The Leica I led to a succession of even more advanced models. The Leica II, introduced in 1932, added a coupled rangefinder. The Leica III in 1933 brought slow shutter speeds and further refinements. By the time of World War II, Leica cameras were in the hands of photographers across the globe, from war correspondents (yes, including the Nazis) to street shooters to scientists documenting the world in motion.
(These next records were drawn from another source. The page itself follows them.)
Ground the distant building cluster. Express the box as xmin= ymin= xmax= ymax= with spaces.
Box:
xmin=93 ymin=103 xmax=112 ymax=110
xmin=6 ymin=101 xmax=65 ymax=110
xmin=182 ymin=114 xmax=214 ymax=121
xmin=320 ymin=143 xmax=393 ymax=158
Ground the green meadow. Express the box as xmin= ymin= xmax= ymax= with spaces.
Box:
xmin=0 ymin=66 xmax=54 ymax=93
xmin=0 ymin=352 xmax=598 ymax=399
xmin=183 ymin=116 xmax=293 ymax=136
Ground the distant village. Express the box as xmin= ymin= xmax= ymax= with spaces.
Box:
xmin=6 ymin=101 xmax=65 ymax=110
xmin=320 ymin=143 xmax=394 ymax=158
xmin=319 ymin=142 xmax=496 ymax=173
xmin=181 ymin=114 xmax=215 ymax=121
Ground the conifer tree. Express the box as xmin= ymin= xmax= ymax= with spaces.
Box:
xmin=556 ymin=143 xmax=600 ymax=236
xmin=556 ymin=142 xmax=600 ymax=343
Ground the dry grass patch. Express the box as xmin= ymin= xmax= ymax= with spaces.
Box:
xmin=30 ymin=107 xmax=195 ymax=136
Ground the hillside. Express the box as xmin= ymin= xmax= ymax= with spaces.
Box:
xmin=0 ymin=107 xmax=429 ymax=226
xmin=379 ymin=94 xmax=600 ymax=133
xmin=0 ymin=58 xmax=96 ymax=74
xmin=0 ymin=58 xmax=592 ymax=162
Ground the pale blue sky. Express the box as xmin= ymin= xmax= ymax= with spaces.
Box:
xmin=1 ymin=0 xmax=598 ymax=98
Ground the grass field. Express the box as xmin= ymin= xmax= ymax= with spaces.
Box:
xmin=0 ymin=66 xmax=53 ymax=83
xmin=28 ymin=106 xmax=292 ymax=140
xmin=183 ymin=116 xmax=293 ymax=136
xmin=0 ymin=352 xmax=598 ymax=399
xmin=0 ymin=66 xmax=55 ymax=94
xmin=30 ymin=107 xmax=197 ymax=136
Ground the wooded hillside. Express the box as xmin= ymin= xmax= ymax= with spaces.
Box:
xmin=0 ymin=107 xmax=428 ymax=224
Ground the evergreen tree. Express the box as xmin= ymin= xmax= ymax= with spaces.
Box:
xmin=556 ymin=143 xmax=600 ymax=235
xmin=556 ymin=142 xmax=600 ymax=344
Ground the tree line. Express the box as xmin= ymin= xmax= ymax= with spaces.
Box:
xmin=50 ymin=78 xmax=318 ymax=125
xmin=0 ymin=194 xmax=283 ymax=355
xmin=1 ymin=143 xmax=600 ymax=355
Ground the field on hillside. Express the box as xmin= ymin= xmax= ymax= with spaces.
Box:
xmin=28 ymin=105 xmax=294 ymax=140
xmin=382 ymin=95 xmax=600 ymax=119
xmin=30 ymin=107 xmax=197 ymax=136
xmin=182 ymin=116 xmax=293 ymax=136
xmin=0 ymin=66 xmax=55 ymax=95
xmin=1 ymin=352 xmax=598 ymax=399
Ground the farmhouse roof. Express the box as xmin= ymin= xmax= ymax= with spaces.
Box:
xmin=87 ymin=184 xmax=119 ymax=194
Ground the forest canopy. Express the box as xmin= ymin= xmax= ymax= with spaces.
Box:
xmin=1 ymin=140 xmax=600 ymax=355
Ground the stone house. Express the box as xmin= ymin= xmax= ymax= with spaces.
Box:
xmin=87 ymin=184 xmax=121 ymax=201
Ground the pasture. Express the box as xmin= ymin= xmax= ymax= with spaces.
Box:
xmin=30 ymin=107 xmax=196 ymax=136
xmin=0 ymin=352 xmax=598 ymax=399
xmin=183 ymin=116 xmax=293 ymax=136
A vintage black camera with a large telephoto lens and an optical viewfinder, displayed on a clear surface with an additional lens attachment beside it.
Leica II w/ several alternative lenses and add-on viewfinder | CC-BY-SA 4.0

The Leica also helped create new genres of photography. The ability to capture spontaneous moments without bulky gear fostered the rise of candid, naturalistic photography. Figures like Henri Cartier-Bresson, Robert Capa, and Alfred Eisenstaedt turned the Leica into a tool of humanistic vision. They didn’t just record events — they revealed life.

The Leica Standard Today

Looking back from 2025, it’s remarkable how many elements of the Leica I are still with us. The 24x36mm format is now known as “full-frame” in digital parlance, and is basically the size all other sensors are measured against. The 50mm focal length remains a gold standard, with possibly more 50mm lenses produced than any other focal length. The idea of a compact, go-anywhere camera with a sharp lens and intuitive controls remains the holy grail of street and documentary photographers.
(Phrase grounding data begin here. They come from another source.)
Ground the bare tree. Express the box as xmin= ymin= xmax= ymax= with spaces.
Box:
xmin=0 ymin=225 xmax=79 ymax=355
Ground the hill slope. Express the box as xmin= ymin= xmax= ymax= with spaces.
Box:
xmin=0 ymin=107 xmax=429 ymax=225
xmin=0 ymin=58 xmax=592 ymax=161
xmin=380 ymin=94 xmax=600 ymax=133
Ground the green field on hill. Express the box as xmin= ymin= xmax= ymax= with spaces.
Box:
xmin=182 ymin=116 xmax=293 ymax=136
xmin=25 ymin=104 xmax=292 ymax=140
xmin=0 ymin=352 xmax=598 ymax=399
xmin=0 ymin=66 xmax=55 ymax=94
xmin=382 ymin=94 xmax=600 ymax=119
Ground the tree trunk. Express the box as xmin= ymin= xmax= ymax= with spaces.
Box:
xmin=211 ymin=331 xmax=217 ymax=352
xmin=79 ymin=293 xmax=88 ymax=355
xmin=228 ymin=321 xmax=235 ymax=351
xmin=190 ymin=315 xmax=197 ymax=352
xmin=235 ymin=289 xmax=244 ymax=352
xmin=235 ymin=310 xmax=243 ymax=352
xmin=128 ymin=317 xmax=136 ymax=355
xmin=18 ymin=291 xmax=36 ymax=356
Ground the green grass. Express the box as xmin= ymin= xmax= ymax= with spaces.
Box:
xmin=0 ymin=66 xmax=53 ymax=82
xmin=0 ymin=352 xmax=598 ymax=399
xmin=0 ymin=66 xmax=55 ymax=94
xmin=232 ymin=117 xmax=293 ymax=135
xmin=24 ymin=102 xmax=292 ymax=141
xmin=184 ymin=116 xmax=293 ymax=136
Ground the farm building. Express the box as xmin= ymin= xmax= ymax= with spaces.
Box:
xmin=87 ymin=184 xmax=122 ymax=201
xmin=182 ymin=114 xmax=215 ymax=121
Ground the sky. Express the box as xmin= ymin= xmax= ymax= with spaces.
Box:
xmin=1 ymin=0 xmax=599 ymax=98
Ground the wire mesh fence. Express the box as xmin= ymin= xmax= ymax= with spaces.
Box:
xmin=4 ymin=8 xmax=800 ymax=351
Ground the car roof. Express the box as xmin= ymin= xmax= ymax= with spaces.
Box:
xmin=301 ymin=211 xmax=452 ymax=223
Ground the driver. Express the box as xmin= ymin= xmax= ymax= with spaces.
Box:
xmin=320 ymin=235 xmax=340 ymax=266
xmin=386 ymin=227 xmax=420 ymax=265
Even the Leica brand itself continues to build on that legacy. Modern Leica cameras — both film and digital — retain the same emphasis on optical excellence, minimalism, and build quality. A digital Leica M11, for example, may be worlds apart technologically from a Leica I, but conceptually it’s not far off: small, precise, unobtrusive, and built to last.

And yet, the Leica I has become more than just a collectible. In the past few decades, a renewed interest in film photography has brought new appreciation for these early masterpieces. Working examples of Leica I cameras are still used today, and they continue to deliver excellent results. Collectors prize them, but so do artists and photographers who find in them a tactile, meditative connection to the craft.

One Hundred Years of the Leica I

One hundred years after it stunned the world in Leipzig, the Leica I stands as one of the most essential cameras ever made — not just because of its technical achievements, but because it redefined what photography could be.

It made photography faster, lighter, and more democratic. It empowered storytellers, journalists, and artists. It moved photography from staged formalism to spontaneous realism. In doing so, it helped usher in the photographic century — the 20th century in which the camera became the dominant medium of memory, art, and truth.

A person jumps over a large puddle next to a fence, their reflection visible in the water. In the background, a person stands near a poster-covered wall and there are industrial buildings and scattered debris. The scene is black and white.
Famous photo by Henri-Cartier Bresson using a Leica | Public Domain

As we mark its centennial in 2025, the Leica I is not just a historical artifact. It’s a symbol of bold vision, engineering brilliance, and enduring influence. And whether you’re a seasoned Leica shooter or a newcomer marveling at its legacy, the little camera from Wetzlar still speaks with a quiet but unmistakable clarity: great things come in small packages.